Any chance this fix could make it into Fedora 16?
mdadm-3.2.6-8.fc17 installed. I can now reboot successfully.
(In reply to comment #60) > Any chance this fix could make it into Fedora 16? Thomas, I have a build for F16 which also fixes the dangling symlink to mdmonitor-takeover.service which reappeared in 3.2.6-8 I don't have a Fedora 16 system ready for testing so if you want to test this build and report back, that would be useful. Just be sure to install it, run dracut -f, and try (the first reboot after the dracut run will still hang). http://alt.fedoraproject.org/pub/alt/stage/18-RC1/Fedora/x86_64/ Note this is at your risk, but I hope it works. Jes
We are near F18 release and I wonder if this problem will appear in F18 install media
Sergio, I think we're ok for the installation itself, but post installation mdadm will need to be updates to 3.2.6-11 at least. Note there is still a problem if a user has two BIOS raid arrays, see BZ#879327 Jes
Thanks, Jes! I would be happy to test with Fedora 16. However, I can't find anything labeled for Fedora 16 in that link. Can you point me in the right direction? I am running Fedora 16 32-bit.
(In reply to comment #64) > Sergio, > > I think we're ok for the installation itself, but post installation mdadm > will need to be updates to 3.2.6-11 at least. > If I understand correctly, this means that a host installing F18 will experience a hang when rebooting after installing the OS and bootloader? > Note there is still a problem if a user has two BIOS raid arrays, see > BZ#879327 > > Jes
Sergio, Yes indeed it will - F18 installs will need the fixes from here to be able to reboot correctly: https://admin.fedoraproject.org/updates/dracut-024-23.git20130118.fc18,mdadm-3.2.6-12.fc18 Jes
Any news on when this going to land in F17?
Any update on these fixes in F17? It's been 'ON_QA' for a while now. Unforseen troubles? Thanks.
It has been ok for me.

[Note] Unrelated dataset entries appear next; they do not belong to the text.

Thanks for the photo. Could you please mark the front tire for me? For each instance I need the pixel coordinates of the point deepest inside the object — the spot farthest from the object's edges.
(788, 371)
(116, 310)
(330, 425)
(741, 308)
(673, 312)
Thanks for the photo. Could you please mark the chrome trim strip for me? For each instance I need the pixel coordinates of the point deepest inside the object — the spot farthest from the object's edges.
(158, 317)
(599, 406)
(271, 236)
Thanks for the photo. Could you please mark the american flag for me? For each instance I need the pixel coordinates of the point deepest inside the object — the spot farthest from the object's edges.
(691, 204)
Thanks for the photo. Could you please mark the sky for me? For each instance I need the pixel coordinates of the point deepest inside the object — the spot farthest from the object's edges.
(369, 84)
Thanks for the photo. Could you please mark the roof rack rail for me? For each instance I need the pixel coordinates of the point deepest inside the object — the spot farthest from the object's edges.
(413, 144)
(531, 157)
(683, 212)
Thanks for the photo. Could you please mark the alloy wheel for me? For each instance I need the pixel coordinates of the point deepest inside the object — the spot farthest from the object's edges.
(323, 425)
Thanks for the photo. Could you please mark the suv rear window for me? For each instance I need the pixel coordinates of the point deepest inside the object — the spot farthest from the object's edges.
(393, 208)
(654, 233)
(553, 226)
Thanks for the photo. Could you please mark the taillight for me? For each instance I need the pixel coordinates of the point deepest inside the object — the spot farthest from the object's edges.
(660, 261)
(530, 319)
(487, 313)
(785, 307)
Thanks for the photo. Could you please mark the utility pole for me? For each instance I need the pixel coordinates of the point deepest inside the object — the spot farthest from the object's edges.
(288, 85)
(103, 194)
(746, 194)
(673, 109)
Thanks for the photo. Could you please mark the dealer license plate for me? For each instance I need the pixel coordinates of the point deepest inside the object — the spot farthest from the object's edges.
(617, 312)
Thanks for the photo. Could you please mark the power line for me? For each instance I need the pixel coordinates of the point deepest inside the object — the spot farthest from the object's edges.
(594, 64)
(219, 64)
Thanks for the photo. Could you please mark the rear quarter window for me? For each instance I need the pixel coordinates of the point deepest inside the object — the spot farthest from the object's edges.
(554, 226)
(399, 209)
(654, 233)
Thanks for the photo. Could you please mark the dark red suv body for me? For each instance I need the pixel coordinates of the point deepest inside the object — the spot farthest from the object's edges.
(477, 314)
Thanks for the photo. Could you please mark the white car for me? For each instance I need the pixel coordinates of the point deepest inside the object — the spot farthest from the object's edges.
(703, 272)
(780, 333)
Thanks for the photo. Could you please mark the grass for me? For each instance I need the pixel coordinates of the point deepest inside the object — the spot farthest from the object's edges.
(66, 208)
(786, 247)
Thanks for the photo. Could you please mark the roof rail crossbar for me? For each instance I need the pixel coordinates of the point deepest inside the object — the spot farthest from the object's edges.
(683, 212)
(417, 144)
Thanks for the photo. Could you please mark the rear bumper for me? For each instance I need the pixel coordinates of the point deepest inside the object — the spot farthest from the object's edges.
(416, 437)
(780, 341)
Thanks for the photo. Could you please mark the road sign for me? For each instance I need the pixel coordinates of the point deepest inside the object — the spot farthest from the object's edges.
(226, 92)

F17x64.
mdadm-3.2.6-8.fc17 has been pushed to the Fedora 17 stable repository. If problems still persist, please make note of it in this bug report.
oldroot now unmounts okay. but then dracut say: 'waiting mraid devices to be clean' and hangs. I suspect this is because my raid array is in 'verify' mode, since I had to manually reset & power off the PC many times.
everything now fine when the raid array is in a normal state. Thanks.